Among the planning details, the Club obtained a permit to construct a temporary plywood ramp from its new property. Two divisions of the competitive fleet, comprised of eighty one boats, launched and recovered each day from that ramp. The remainder of the fleet used the Club's existing ramp. To avoid burdening the Club's septic and water system, over 25 porta potties were obtained from Church View Septic Systems and 5,600 gallons of water were trucked in to provide fresh water washdown for the competing boats. One van and one tractor trailer of dinghies and associated equipment were provided by Sturgis Boat Works of Cape Cod and McLaughlin of Chattanooga, Tennessee, charterers serving the top competitors who flew in from distant points with only their sails, spars and blades. Tom Coleman of McLaughlin, sometimes referred to as the "Pied Piper of the Green Fleet", attended to conduct clinics for the less experienced children sailing in a special fleet called the Green Fleet.
Prior to the arrival of the competitors, the Site Manager, Chip Hall, and his volunteers laid out the newly zoned club property in a grid of 10' x 12' spaces in which each competitor stowed and rigged his boat.

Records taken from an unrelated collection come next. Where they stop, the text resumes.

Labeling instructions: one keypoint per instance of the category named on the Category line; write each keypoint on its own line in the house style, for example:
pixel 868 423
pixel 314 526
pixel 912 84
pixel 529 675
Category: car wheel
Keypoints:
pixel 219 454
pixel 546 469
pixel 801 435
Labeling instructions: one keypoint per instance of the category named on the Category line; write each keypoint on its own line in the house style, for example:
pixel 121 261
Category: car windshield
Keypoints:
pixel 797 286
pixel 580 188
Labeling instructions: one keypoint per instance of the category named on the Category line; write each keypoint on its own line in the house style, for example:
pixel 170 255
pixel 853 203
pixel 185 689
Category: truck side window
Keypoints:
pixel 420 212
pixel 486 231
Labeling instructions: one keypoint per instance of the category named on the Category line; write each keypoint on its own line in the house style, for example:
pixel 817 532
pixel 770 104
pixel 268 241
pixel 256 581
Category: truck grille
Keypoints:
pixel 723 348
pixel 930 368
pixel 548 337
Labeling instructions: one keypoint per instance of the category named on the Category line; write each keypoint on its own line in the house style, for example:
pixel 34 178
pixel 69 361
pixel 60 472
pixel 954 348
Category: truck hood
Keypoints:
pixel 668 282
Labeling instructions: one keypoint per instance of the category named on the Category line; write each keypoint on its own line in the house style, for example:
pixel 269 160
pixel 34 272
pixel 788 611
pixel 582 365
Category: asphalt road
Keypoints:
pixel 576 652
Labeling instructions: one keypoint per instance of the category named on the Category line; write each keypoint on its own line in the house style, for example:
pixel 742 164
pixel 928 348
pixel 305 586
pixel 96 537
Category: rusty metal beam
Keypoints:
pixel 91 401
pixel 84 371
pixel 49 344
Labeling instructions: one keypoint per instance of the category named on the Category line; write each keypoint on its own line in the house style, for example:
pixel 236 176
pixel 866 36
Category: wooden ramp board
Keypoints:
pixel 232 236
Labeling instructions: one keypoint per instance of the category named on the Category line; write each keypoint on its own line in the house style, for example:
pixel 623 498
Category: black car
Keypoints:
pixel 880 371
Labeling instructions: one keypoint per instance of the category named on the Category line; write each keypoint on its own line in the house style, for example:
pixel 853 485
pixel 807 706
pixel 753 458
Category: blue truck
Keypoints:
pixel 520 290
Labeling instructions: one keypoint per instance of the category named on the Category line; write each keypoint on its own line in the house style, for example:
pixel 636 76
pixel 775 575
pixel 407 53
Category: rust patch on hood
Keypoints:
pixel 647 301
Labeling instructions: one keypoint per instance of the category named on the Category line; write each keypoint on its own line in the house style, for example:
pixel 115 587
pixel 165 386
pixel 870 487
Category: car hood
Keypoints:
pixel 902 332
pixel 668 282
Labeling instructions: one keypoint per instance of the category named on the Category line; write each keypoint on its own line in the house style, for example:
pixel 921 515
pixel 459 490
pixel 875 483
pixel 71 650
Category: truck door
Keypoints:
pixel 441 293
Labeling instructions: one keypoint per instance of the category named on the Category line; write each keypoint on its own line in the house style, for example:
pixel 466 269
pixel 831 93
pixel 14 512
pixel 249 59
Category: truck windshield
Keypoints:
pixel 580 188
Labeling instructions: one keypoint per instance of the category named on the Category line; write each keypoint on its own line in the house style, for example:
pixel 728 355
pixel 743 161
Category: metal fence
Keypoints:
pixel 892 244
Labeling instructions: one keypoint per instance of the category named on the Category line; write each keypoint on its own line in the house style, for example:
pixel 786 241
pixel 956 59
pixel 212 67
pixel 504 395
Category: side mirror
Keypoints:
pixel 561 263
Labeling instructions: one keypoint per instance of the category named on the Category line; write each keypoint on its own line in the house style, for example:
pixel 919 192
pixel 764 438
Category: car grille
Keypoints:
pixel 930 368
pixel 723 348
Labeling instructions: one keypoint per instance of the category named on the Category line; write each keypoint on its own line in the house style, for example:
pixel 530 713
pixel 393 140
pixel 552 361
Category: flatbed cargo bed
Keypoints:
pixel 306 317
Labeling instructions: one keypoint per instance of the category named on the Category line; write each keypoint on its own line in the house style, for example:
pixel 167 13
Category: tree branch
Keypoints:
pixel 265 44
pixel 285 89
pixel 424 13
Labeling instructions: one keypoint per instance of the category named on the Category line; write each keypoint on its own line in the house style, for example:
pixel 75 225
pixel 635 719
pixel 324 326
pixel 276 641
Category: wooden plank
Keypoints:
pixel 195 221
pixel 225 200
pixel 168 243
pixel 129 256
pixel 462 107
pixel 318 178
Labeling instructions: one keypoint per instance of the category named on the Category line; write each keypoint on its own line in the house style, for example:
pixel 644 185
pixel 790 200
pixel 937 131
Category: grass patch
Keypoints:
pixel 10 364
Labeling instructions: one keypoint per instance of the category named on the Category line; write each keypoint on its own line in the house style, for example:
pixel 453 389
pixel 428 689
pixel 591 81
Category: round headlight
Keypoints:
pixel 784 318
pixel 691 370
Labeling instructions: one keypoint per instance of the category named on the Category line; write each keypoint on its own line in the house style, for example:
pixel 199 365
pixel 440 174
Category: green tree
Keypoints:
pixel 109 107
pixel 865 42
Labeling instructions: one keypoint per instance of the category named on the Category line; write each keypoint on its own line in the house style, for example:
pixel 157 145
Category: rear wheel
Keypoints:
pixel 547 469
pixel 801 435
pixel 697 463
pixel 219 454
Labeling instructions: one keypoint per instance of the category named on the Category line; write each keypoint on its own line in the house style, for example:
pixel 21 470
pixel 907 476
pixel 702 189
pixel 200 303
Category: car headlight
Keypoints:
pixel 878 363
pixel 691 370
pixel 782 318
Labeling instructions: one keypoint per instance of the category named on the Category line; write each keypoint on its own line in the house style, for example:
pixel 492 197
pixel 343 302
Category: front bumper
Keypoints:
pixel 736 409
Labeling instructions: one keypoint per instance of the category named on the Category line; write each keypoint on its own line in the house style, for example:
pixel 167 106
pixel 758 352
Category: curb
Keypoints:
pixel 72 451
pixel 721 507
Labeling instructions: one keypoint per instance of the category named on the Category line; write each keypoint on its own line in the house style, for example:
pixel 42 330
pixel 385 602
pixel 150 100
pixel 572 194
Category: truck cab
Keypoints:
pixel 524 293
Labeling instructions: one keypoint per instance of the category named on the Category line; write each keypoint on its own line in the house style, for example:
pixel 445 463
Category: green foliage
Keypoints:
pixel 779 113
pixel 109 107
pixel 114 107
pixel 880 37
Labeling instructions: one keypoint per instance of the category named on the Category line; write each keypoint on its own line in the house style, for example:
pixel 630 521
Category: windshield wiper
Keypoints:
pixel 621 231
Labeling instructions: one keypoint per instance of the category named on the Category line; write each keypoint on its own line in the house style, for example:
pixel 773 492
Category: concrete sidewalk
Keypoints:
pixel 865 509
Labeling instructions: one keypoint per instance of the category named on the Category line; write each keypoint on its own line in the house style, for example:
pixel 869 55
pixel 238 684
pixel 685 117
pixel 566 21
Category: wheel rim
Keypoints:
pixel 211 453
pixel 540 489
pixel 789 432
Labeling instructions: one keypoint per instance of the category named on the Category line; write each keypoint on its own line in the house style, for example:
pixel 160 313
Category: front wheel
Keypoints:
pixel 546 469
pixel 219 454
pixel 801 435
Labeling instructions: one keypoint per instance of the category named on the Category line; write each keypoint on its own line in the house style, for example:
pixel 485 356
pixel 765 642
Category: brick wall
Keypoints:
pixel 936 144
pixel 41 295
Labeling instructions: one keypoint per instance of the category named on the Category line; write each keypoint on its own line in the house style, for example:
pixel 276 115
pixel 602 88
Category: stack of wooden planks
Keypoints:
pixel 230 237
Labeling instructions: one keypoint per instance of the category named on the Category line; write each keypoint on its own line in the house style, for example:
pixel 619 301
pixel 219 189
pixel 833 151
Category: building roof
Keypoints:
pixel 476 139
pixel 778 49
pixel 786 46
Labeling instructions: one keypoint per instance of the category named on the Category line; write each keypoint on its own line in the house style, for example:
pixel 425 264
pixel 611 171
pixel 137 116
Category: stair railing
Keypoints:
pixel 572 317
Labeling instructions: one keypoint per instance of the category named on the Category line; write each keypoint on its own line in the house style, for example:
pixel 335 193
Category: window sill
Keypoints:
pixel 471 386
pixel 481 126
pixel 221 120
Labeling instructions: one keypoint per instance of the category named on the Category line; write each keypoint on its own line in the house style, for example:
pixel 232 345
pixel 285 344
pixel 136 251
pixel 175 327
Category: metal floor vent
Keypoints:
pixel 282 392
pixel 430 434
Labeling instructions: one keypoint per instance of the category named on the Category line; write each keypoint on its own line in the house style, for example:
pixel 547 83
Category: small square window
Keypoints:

Just prior to the arrival of the crowd on Friday morning, the quiet rigging field, with its numbered signs for each space, slept in a covering of ground fog. Soon, the rigging spaces were filled with enthusiastic boys and girls in wrap around sailing sunglasses and the latest advanced sailing attire, preparing themselves and their boats. Each day, at the launching signal the occupants of the field flowed smoothly down the ramps into Fishing Bay and sailed out the "safety gate" where their numbers were recorded. On the bay, they were surrounded by a fleet of sixteen safety boats, three judge boats, and forty or so parent and spectator boats. On the race course they were overseen by the club's signal boat, "Mr. Roberts," Brent Halsey's trawler "Storm King," Lester Hudgins express cruiser "Chile" and Jeff Baechler's Trojan "Satori." The starting line spectacle is shown in the accompanying photo. At the end of the day, they poured back up the ramps into the rigging field to break down their boats for the night. By late Sunday afternoon, the boats and children were gone, the rigging space markings had been removed, and the newly zoned property was once again a quiet field. David Hazlehurst, the outgoing Commodore of Fishing Bay, expressed his pleasure that the club volunteers, assisted by the Sheriff and the Rescue Squad, had pulled off the regatta without a hitch. Jay Buhl, the club's incoming Commodore, commented that this regatta had set a standard for the future intentions of the Club in fulfilling it's responsibilities to its neighbors, while contributing to the appeal and economy of the community.